In September of this year, French President Francois Hollande unveiled a budget proposal designed to cut the country's annual budget deficit down to 3 percent of gross domestic product from its current 4.5 percent.
The main mechanism for closing the gap? Tax hikes on businesses and the wealthy, including a 75 percent tax on anyone earning over a million euros annually, as well as additional taxes on capital gains and dividends. The budget cut little in the way of public spending, however, and didn't make signfiicant reductions in the public sector workforce.
Top credit ratings agency Moody's isn't impressed. It just cut France's top credit rating, according to Bloomberg:
France lost its top credit rating at Moody’s Investors Service, which also maintained a negative outlook for Europe’s second-largest economy, citing what it called a worsening growth outlook.
France was cut to Aa1 from Aaa, the rating company said yesterday.

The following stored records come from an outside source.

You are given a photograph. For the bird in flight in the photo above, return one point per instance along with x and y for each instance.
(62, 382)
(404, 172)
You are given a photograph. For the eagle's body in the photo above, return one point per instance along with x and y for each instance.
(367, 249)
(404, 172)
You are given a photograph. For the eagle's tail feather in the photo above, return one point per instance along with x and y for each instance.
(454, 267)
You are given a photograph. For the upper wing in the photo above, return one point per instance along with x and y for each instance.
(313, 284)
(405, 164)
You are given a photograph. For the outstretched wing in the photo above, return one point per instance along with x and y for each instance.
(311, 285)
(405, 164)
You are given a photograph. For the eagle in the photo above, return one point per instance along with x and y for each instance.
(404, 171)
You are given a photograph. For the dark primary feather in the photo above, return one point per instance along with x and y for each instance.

The Moody’s downgrade follows one by Standard & Poor’s in January and increases pressure on President Francois Hollande to find ways to bolster growth.
“France’s fiscal outlook is uncertain as a result of its deteriorating economic prospects, both in the short term due to subdued domestic and external demand” and “structural rigidities” in the longer term, Moody’s said in a statement in Frankfurt.

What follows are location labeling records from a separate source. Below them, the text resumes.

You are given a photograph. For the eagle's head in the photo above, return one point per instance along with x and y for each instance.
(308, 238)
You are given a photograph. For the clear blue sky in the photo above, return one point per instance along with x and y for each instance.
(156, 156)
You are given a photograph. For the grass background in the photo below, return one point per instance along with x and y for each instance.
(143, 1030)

Standard & Poor's kicked France's credit rating down a notch in January, so this isn't entirely unexpected. It is, however, a reminder of the dim prospects for growth in France, where unemployment is currently higher than it's been in more than a decade. Via The Guardian:
Defending the downgrade, Moody's stated: "France's long-term economic growth outlook is negatively affected by multiple structural challenges, including its gradual, sustained loss of competitiveness and the long-standing rigidities of its labour, goods and the service markets.

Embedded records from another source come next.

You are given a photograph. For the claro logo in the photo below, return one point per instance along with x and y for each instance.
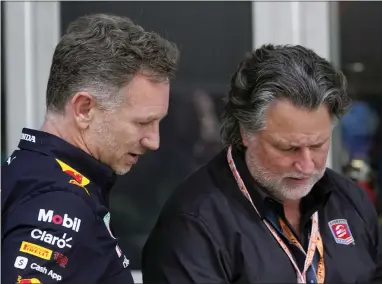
(50, 217)
(50, 239)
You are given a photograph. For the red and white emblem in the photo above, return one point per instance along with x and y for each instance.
(341, 231)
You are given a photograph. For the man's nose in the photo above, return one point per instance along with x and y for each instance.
(304, 163)
(152, 139)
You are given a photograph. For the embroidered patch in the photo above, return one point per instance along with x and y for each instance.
(106, 220)
(341, 231)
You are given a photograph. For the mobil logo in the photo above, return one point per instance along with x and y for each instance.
(50, 217)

"France's fiscal outlook is uncertain as a result of its deteriorating economic prospects, both in the short term, due to subdued domestic and external demand, and in the longer term due to the structural rigidities noted above."
Officially, French public debt hit 91 percent of GDP this year, which is the level at which many economists say that debt has the potential to becomes a serious drag on a nation's economy. The U.S. is on track to follow, with public debt projected to hit 90 percent of GDP in the next decade under the Congressional Budget Office's alternative fiscal scenario.